The event at NASA Ames will appear on the Science Channel on Jan. 27. Can you really turn scientists into idols by spending lots of money on prizes and peddling an awards banquet on TV? “The near-unanimous opinion I hear from colleagues is that the money could be much better and more wisely spent,” says Frank Wilczek, a Nobel laureate and physics professor at Massachusetts Institute of Technology. He would prefer to see the money go directly to fund searches for dark matter or space-based gravity waves. “But I don’t want to be a killjoy, and I wish them well,” he says.
The biggest challenge for the Breakthrough Prizes may be finding real breakthroughs.
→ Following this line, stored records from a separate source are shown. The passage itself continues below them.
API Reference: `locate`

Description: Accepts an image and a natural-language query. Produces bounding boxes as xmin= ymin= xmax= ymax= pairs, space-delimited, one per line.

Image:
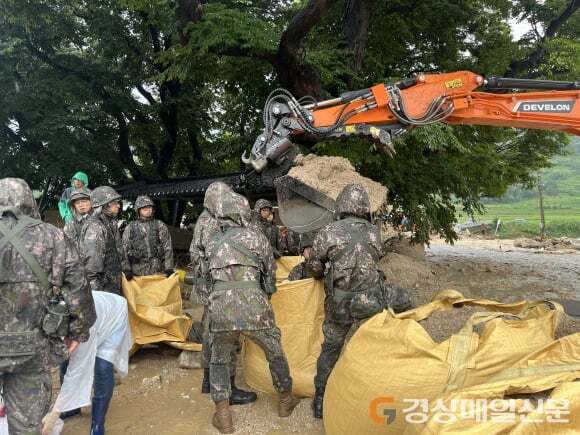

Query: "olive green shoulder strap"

xmin=0 ymin=215 xmax=50 ymax=288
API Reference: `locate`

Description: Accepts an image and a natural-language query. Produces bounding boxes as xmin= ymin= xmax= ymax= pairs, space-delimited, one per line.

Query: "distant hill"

xmin=474 ymin=137 xmax=580 ymax=238
xmin=484 ymin=136 xmax=580 ymax=204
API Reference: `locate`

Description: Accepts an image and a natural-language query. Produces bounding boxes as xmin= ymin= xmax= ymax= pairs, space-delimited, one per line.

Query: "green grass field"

xmin=479 ymin=195 xmax=580 ymax=239
xmin=462 ymin=138 xmax=580 ymax=238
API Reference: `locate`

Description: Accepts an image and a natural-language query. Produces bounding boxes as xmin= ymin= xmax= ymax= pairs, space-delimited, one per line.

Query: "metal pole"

xmin=538 ymin=174 xmax=546 ymax=241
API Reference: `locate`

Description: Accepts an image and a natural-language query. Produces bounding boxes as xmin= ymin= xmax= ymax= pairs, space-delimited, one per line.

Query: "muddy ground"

xmin=63 ymin=239 xmax=580 ymax=435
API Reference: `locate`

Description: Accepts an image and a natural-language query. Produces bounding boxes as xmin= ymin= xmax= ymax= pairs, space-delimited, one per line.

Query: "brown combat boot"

xmin=278 ymin=391 xmax=300 ymax=417
xmin=211 ymin=400 xmax=234 ymax=433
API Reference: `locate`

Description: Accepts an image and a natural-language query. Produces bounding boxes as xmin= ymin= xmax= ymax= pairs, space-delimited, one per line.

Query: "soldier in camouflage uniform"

xmin=189 ymin=181 xmax=257 ymax=405
xmin=0 ymin=178 xmax=95 ymax=435
xmin=254 ymin=199 xmax=286 ymax=258
xmin=63 ymin=187 xmax=93 ymax=249
xmin=307 ymin=184 xmax=385 ymax=418
xmin=79 ymin=186 xmax=123 ymax=295
xmin=123 ymin=196 xmax=174 ymax=280
xmin=207 ymin=192 xmax=299 ymax=433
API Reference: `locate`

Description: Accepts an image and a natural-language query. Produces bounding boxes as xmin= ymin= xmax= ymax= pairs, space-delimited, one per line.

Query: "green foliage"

xmin=0 ymin=0 xmax=580 ymax=232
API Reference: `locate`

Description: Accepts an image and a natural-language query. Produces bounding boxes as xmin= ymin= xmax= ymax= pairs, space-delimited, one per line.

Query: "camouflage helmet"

xmin=91 ymin=186 xmax=121 ymax=208
xmin=203 ymin=181 xmax=233 ymax=216
xmin=69 ymin=187 xmax=91 ymax=204
xmin=135 ymin=195 xmax=155 ymax=210
xmin=336 ymin=183 xmax=371 ymax=218
xmin=0 ymin=178 xmax=40 ymax=219
xmin=215 ymin=190 xmax=250 ymax=225
xmin=254 ymin=199 xmax=274 ymax=213
xmin=299 ymin=233 xmax=314 ymax=252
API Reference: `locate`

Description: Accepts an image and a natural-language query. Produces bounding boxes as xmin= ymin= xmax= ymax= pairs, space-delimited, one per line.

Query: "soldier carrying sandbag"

xmin=207 ymin=192 xmax=300 ymax=433
xmin=0 ymin=178 xmax=96 ymax=435
xmin=122 ymin=196 xmax=174 ymax=280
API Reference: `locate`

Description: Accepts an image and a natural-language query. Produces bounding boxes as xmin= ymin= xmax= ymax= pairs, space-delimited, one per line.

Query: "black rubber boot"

xmin=230 ymin=376 xmax=258 ymax=405
xmin=201 ymin=368 xmax=209 ymax=394
xmin=312 ymin=390 xmax=324 ymax=419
Jonathan Huebner, a physicist who works at the Naval Air Warfare Center in China Lake, Calif., as a weapons designer, has been a longtime proponent of the idea that humans are running out of world-changing inventions. “I think the major branches of discovery are behind us,” he says. To be fair, Green and Schwarz came up with a new theory of quantum gravity. But it’s no Snapchat.